4 Faburro è giunto, valoroso, ardito,
     Che cavalcava un possente cavallo;
     La lancia abbassa, un Cristiano ha ferito,
     E morto in terra faceva cascallo;
     Gan di Maganza incontro gli fu ito,
     E disse: Aspetta, traditor vassallo;
     La lancia abbassa, e lo scudo percosse,
     Ma dell’arcion Faburro non si mosse.

5 Al conte Gano un colpo della spada
     Dette, che presto trovò la pianura;
     Molti cader ne fece in sulla strada,
     Tanto ch’assai ne fuggon per paura.
     Gan si rilieva, e non istette a bada,
     E riprovar volea la sua ventura;
     E fece quel che potea il fraudolente,
     Ma in questo tempo giunse l’altra gente.

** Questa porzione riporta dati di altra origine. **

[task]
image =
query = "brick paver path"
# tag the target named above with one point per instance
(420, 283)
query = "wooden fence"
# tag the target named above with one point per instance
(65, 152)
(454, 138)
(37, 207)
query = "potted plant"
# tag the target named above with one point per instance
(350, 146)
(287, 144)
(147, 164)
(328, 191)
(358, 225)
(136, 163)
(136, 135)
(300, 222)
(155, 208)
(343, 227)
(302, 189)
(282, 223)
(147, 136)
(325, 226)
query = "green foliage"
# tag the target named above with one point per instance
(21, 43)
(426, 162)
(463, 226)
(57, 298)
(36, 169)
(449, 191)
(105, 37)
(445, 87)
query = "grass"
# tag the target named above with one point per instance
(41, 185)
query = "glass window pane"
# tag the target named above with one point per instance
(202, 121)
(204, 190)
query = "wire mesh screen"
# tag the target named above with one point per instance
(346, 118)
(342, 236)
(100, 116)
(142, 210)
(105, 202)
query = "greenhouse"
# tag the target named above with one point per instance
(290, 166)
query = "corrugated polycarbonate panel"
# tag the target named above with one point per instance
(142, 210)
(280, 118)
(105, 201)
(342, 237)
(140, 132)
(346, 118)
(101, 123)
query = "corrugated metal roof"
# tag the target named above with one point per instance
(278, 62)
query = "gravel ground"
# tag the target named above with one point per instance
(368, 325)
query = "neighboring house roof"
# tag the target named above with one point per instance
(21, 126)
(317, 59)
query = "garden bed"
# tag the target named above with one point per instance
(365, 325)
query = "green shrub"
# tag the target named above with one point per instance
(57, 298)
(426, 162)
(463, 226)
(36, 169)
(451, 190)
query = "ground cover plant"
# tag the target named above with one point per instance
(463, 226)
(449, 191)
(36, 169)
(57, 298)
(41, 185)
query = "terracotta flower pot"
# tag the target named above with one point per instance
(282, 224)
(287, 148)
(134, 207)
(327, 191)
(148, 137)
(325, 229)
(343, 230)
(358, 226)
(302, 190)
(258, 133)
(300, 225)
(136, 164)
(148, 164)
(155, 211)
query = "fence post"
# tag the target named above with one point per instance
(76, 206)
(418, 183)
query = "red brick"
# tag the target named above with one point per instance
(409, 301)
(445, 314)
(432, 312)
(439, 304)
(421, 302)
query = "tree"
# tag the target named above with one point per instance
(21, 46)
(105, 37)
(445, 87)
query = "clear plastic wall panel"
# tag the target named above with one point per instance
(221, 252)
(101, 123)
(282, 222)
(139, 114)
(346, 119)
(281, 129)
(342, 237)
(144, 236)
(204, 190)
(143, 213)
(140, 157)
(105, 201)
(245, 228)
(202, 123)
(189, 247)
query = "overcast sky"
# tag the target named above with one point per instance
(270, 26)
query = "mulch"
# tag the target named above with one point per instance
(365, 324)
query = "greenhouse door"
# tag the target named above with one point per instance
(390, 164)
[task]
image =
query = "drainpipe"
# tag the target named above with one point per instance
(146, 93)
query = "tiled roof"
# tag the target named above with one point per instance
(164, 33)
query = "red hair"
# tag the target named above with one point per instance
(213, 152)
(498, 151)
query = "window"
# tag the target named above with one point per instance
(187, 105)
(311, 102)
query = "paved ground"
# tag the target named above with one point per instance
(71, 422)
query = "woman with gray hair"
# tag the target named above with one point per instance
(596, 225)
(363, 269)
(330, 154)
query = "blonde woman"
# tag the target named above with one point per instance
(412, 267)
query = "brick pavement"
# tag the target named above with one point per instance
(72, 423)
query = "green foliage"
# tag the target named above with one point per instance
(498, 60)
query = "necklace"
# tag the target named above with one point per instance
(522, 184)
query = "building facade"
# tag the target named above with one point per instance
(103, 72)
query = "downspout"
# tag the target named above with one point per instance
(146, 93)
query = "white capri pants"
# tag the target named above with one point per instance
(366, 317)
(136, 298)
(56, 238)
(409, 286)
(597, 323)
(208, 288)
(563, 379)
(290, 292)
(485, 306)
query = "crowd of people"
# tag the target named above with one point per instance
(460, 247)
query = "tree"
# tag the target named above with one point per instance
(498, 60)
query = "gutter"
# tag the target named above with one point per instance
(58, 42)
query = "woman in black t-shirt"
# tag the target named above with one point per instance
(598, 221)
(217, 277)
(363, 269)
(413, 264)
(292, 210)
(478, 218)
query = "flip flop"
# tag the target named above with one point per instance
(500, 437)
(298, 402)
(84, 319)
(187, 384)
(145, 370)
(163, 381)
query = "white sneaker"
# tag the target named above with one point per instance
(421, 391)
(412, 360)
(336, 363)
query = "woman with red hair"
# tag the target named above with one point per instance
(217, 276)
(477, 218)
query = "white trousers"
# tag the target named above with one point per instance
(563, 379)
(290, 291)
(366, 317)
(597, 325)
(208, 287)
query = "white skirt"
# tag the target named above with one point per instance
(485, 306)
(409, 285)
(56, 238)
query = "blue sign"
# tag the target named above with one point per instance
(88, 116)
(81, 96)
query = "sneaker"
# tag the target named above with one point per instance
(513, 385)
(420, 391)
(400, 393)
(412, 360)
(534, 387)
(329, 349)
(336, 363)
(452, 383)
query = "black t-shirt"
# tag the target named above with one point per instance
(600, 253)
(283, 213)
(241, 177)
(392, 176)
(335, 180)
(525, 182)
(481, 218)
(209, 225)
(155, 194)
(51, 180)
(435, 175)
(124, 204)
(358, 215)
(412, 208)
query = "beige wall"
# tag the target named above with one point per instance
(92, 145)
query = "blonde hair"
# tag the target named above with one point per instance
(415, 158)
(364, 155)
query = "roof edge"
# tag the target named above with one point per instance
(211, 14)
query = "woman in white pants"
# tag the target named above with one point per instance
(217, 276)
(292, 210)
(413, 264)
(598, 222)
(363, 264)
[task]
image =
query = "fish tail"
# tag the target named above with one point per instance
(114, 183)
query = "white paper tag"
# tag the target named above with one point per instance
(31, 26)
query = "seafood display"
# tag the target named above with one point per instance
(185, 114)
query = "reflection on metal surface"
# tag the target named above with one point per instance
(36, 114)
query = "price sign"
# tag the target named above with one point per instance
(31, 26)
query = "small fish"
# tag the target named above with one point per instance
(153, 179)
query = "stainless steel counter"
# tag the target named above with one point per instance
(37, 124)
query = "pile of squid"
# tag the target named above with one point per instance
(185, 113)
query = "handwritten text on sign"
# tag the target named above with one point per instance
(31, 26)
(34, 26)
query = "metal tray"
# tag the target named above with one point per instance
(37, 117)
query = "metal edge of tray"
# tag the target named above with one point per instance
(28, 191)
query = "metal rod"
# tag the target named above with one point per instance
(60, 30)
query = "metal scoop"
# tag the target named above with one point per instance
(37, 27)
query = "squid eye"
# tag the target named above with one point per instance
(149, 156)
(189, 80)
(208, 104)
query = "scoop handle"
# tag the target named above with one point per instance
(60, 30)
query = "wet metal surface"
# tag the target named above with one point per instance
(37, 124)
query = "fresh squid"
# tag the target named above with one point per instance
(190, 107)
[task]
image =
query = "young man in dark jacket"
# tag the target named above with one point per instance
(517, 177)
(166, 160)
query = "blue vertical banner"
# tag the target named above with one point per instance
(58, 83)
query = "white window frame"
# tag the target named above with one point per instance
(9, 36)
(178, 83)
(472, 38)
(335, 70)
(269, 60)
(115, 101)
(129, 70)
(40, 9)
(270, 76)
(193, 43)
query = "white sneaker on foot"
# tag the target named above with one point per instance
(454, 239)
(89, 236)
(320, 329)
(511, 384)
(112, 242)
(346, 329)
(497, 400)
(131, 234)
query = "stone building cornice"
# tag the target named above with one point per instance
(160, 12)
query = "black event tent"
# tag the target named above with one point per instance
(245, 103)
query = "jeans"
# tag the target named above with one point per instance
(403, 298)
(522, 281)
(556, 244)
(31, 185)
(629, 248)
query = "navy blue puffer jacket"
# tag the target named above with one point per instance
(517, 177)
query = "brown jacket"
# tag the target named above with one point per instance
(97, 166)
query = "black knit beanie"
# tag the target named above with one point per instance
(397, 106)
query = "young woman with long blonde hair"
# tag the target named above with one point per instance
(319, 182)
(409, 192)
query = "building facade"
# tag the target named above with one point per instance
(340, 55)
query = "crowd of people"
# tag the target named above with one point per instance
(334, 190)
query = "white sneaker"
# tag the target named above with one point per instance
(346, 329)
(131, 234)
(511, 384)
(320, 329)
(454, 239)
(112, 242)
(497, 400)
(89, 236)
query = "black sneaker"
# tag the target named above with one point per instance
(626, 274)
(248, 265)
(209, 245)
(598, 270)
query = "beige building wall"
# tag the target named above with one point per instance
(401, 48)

6 Per Parigi era levato il romore,
     E Carlo era montato in sul destriere.
     Giunto alla porta, con molto dolore
     Subito riconobbe le bandiere
     Del suo nipote Orlando e ’l corridore,
     Ch’avea scoperto il segno del quartiere;
     E già Faburro incontro gli è venuto,
     E dismontato, e fatto il suo dovuto.

7 È questo Carlo, c’ho bramato tanto
     Di vederti una volta? or son contento;
     Non dubitar, pon fine al lungo pianto;
     Qua è Orlando, che già presso il sento.
     Carlo si trasse per dolcezza il guanto,
     E disse: Lieva, baron d’ardimento.
     Ed a Faburro toccava la mano;
     In questo, giunse il sir di Montalbano.

8 E saltò di Baiardo, e ’nginocchiossi;
     Ecco Ulivier che facea similmente.
     Non sapea Carlo in qual mondo si fossi,
     Tanta allegrezza nel suo petto sente.
     Non si son questi pria di terra mossi
     Che ’l suo nipote giugneva presente,
     E saltò armato fuor di Vegliantino,
     E ’nginocchiossi al figliuol di Pipino.